Running a homeowners’ association (HOA) is no walk in the park. There’s more involved than simply collecting monthly fees from residents and hiring a landscaper to make the place look good. You’ve got to connect with residents and get them to trust you. In a way, your residents are like clients and how you interact with them matters.
An HOA is responsible for maintaining community standards, but also involves managing a complex network of people and other businesses. An HOA is responsible for every piece of equipment and all facilities located on the property. This can include equipment like community wells, which require extensive (and expensive) upkeep.
If you’re part of an HOA, or managing an existing HOA, here are six tips to keep your efforts streamlined and effective.
1. Develop A Competent Board For Your HOA
Having a board that’s easy to communicate with makes residents feel good about being part of your HOA. The more competent your board members are at what they do, the better they’ll be able to serve residents.
For instance, your board members should be familiar with the details of the documents they’re supposed to enforce and operate under. This requires taking the time to read the documents thoroughly. Everyone is busy, but there’s no excuse for ignorance.
Part of developing a competent board requires conducting board meetings properly. In many states, board meetings are required to be conducted according to parliamentary procedure.
2. Hire Expert Community Management Services
When it comes to helping an overwhelmed HOA board, community management services can go a long way. If your board has too much to tackle, hiring experts to manage the overwhelming aspects of the business is helpful.
A community management company is designed to help you manage your HOA from the bottom up. As HendersonProperties.com shares, community management services can include:
- Preparing board meeting information
- Sending notices
- Creating budgets
- Reviewing vendor contracts
- Arranging inspections
- Answering resident questions
- Performing accounting services
- Providing training to board members
- And even maintenance
3. Propose (And Enforce) Assessments Diplomatically
When your HOA is underfunded and repairs are needed, your next option is to get the funds from residents. They’ve all agreed to this prior to moving in, but it can still be a shock seeing extra fees added to their dues.
You can’t just send someone a bill after the assessment gets voted on. You need to explain to residents, in detail, what the assessment is for and why it’s important. You need their buy-in.
If you can get residents to willingly support an assessment, you’ll have no problem collecting the money. The key is to be great with people. Be on their side. Understand them and work with them.
4. Enforce All Rules Without Exception (But Make Sure They’re Fair)
HOA rules are designed to protect property values, not to give anyone a power trip over residents. Make sure the rules are in alignment with protecting property values and making the community an enjoyable place to live.

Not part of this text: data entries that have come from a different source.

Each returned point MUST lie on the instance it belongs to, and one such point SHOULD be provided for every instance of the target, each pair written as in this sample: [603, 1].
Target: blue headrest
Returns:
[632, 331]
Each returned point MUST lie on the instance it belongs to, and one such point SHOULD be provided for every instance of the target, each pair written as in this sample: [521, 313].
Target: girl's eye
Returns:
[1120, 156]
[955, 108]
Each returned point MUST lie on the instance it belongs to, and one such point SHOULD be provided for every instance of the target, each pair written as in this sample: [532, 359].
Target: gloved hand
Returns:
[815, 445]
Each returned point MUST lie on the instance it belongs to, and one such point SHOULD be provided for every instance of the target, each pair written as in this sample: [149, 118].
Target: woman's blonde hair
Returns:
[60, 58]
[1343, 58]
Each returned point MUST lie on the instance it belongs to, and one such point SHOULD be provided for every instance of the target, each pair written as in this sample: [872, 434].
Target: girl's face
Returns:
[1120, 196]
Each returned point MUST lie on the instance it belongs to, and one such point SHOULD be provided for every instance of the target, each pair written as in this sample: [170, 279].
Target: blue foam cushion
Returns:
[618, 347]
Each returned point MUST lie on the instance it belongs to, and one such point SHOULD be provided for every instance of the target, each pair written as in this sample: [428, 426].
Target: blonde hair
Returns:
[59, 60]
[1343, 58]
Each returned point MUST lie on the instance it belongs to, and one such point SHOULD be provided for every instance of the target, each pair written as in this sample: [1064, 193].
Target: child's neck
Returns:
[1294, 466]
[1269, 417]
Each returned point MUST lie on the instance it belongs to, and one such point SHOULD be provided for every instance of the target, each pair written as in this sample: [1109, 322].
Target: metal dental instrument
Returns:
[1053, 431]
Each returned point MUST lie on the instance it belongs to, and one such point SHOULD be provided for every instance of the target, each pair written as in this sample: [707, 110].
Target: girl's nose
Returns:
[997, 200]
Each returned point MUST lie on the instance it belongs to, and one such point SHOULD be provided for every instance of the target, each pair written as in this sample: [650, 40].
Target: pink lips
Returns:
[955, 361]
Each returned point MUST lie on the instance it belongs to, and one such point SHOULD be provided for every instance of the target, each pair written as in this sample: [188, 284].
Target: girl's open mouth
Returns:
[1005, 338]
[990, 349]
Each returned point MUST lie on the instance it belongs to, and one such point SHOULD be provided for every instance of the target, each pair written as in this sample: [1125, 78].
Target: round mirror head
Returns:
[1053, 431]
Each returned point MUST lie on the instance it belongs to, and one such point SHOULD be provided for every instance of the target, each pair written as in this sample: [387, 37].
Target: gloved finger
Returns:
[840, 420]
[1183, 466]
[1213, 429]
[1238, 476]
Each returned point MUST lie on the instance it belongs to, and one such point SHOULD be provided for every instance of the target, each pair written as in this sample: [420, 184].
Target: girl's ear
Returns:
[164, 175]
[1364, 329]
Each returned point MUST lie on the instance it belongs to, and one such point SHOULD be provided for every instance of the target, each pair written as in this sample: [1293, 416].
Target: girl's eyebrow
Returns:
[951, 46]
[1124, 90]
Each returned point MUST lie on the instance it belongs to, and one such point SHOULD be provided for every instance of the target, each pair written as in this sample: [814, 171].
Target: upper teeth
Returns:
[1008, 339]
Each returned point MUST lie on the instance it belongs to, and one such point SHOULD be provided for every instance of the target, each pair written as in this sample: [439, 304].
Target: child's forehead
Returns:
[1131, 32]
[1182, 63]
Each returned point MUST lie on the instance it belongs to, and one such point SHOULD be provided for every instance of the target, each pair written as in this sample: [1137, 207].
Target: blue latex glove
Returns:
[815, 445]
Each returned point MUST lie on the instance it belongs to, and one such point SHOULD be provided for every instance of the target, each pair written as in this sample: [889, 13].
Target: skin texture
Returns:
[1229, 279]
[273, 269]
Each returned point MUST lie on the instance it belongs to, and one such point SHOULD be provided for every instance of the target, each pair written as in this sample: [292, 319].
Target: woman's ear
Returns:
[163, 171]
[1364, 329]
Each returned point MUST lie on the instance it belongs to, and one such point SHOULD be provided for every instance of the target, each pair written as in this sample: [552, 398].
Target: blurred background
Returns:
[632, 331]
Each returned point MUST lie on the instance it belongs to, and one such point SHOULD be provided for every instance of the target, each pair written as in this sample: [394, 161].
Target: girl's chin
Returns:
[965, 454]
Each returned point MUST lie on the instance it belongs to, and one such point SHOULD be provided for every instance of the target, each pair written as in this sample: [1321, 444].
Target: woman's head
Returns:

All board members should enforce the rules consistently. No favors or reprieves should be given for major violations. Minor violations are a little different. If someone is new, they’ll be quick to make a correction as long as you haven’t ignored the issue for a while.
For example, a resident might use a wine bottle for a vase on the kitchen window ledge. If your association prohibits displaying bottles in the window, ask them to take it down the moment you see it. Consistently enforcing HOA rules encourages residents to follow the rules.
5. Don’t Fine New Residents For Every Infraction
New residents aren’t going to remember every minor rule right away. They’re probably not even used to abiding by rules that govern when they can have guests and whether they can display a decorative flag.
HOA rules take time to settle into, so give new residents a break on the fines at first. Enforce the rules, but give them time to settle in before you start issuing fines.
6. Don’t Change Your Rules To Attract More Buyers
Not everyone looking to buy a home will consider property governed by an HOA. There are pros and cons to living under an HOA. There are also deal-breakers for some people, like not being able to park their car in front of their house.
That doesn’t mean you need to change your rules to appeal to everyone. However, it doesn’t hurt to revisit your rules to ensure they make sense.
For example, if you live in an area where the majority of people own RVs, you may want to ease up on allowing residents to park their RVs in the driveway. You might miss out on an excellent tenant just because they don’t want to pay $400/month to store their RV.